我正在尝试使用地圈包中的distHaversine函数找到多个城市之间的距离。此代码需要各种参数:
第一位的经度和纬度。 第二位的经纬度。 以任何单位表示的地球半径(我使用 r = 3961 表示英里)。
当我将其输入为向量时,它很容易工作:
HongKong <- c(114.17, 22.31)
GrandCanyon <- c(-112.11, 36.11)
library(geosphere)
distHaversine(HongKong, GrandCanyon, r=3961)
#[1] 7399.113 distance in miles
但是,我的实际数据集如下所示:
library(dplyr)
location1 <- tibble(person = c("Sally", "Jane", "Lisa"),
current_loc = c("Bogota Colombia", "Paris France", "Hong Kong China"),
lon = c(-74.072, 2.352, 114.169),
lat = c(4.710, 48.857, 22.319))
location2 <- tibble(destination = c("Atlanta United States", "Rome Italy", "Bangkok Thailand", "Grand Canyon United States"),
lon = c(-84.388, 12.496, 100.501, -112.113),
lat = c(33.748, 41.903, 13.756, 36.107))
我想要的是有行来说明每个目的地与该人的当前位置有多远。
我知道必须有一种方法使用咕噜咕噜的 pmap_dbl(),但我无法弄清楚。
如果您的代码使用 tidyverse 并且有任何简单的方法来制作标识最近目的地的列,则加分。谢谢!
在一个理想的世界里,我会得到这个:
solution <- tibble(person = c("Sally", "Jane", "Lisa"),
current_loc = c("Bogota Colombia", "Paris France", "Hong Kong China"),
lon = c(-74.072, 2.352, 114.169),
lat = c(4.710, 48.857, 22.319),
dist_Atlanta = c(1000, 2000, 7000),
dist_Rome = c(2000, 500, 3000),
dist_Bangkok = c(7000, 5000, 1000),
dist_Grand = c(1500, 4000, 7500),
nearest = c("Atlanta United State", "Rome Italy", "Bangkok Thailand"))

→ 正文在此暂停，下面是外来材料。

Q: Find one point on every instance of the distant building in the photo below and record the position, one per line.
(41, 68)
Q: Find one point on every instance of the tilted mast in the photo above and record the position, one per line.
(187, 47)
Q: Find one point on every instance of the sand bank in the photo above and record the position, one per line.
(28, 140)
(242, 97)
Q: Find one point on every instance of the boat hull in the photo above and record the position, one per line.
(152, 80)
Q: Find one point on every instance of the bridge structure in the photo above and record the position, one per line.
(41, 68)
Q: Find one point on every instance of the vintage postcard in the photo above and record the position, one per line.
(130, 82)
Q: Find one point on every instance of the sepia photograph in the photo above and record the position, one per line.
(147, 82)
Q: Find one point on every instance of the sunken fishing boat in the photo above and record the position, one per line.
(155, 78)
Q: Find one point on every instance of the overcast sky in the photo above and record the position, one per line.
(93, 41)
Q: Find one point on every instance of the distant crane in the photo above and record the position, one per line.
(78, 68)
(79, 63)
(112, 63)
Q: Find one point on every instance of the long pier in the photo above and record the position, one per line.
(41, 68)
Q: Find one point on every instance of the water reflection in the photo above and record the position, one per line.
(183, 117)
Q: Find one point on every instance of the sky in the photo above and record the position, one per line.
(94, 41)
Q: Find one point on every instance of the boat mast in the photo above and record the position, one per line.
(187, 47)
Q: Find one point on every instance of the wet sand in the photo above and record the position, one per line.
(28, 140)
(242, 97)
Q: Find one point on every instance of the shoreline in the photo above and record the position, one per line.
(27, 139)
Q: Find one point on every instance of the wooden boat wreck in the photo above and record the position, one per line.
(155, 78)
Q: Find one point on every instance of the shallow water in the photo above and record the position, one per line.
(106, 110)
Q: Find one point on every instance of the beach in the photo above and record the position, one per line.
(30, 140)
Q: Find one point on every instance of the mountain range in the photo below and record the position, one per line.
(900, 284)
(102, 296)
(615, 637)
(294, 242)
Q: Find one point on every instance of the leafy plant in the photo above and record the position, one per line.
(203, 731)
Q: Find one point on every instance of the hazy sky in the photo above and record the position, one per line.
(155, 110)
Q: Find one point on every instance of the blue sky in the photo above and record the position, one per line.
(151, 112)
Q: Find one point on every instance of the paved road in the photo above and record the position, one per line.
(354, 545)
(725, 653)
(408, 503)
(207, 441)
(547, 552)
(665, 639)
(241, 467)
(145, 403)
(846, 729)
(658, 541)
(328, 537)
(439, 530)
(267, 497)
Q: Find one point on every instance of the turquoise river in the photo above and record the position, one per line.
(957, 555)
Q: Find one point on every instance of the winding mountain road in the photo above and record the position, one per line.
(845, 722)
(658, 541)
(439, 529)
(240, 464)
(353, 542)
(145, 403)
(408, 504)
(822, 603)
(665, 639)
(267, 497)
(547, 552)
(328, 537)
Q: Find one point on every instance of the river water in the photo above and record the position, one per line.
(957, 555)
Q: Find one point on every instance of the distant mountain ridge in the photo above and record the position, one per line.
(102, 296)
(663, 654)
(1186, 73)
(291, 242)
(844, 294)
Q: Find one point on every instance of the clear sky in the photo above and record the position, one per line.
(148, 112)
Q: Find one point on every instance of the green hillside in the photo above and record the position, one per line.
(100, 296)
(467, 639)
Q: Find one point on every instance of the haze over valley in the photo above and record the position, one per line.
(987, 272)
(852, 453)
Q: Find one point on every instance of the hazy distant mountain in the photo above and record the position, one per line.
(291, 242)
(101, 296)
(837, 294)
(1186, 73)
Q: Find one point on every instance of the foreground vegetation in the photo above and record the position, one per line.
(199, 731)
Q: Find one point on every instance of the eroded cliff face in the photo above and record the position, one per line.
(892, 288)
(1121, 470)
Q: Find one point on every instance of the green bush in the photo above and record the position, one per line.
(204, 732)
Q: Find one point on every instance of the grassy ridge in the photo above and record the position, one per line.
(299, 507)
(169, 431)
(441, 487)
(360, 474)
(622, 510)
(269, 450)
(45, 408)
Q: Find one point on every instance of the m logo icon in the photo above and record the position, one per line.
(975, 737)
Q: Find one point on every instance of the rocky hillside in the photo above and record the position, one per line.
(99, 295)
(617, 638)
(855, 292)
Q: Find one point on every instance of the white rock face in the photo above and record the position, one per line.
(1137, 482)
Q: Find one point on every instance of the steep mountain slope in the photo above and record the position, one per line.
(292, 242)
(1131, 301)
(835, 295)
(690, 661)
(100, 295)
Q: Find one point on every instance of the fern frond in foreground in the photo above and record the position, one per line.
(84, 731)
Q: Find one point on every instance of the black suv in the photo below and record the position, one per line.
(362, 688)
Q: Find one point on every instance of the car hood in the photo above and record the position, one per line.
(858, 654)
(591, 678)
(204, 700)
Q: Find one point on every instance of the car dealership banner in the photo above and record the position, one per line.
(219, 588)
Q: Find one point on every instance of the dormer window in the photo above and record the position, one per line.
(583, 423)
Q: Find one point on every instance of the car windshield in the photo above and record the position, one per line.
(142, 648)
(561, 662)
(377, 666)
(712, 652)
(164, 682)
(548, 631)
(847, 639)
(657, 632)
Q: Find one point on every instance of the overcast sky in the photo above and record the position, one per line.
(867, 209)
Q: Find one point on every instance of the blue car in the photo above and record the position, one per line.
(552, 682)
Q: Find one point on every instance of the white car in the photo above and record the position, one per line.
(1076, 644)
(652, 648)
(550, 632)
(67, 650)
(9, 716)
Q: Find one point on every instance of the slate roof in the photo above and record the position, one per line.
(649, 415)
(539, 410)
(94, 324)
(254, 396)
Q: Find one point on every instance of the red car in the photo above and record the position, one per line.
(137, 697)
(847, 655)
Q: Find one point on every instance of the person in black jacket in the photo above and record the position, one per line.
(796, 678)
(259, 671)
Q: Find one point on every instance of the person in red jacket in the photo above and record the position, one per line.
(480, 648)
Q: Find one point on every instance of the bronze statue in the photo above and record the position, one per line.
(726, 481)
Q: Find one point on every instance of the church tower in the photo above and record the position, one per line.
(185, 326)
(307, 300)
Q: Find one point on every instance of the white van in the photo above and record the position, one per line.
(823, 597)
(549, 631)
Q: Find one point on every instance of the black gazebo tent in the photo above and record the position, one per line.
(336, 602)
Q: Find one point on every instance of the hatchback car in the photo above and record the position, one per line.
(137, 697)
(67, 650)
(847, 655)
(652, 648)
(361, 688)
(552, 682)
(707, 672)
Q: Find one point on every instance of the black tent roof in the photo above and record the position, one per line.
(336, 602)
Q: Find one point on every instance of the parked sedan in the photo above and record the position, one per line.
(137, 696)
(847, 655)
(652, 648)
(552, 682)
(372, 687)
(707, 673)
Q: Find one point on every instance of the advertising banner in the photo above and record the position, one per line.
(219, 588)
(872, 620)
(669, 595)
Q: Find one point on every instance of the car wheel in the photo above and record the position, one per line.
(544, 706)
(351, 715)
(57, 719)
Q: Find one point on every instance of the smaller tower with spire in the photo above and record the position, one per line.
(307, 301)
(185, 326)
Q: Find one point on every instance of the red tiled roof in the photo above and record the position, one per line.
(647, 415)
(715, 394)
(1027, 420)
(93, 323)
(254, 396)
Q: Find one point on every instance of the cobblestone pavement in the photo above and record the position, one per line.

注意:dist 列中的数字是随机的;但是,它们将是 distHaversine() 函数的输出。这些列的名称是任意的 - 不需要这样称呼。另外,如果最近的列超出了这个问题的范围,我想我可以弄清楚那个列。
distHaversine
一次只接受一对纬度和纬度值,因此我们需要将location1
行和location2
行的所有组合一一发送到函数。使用sapply
的一种方法是
library(geosphere)
location1[paste0("dist_", stringr::word(location2$destination))] <-
t(sapply(seq_len(nrow(location1)), function(i)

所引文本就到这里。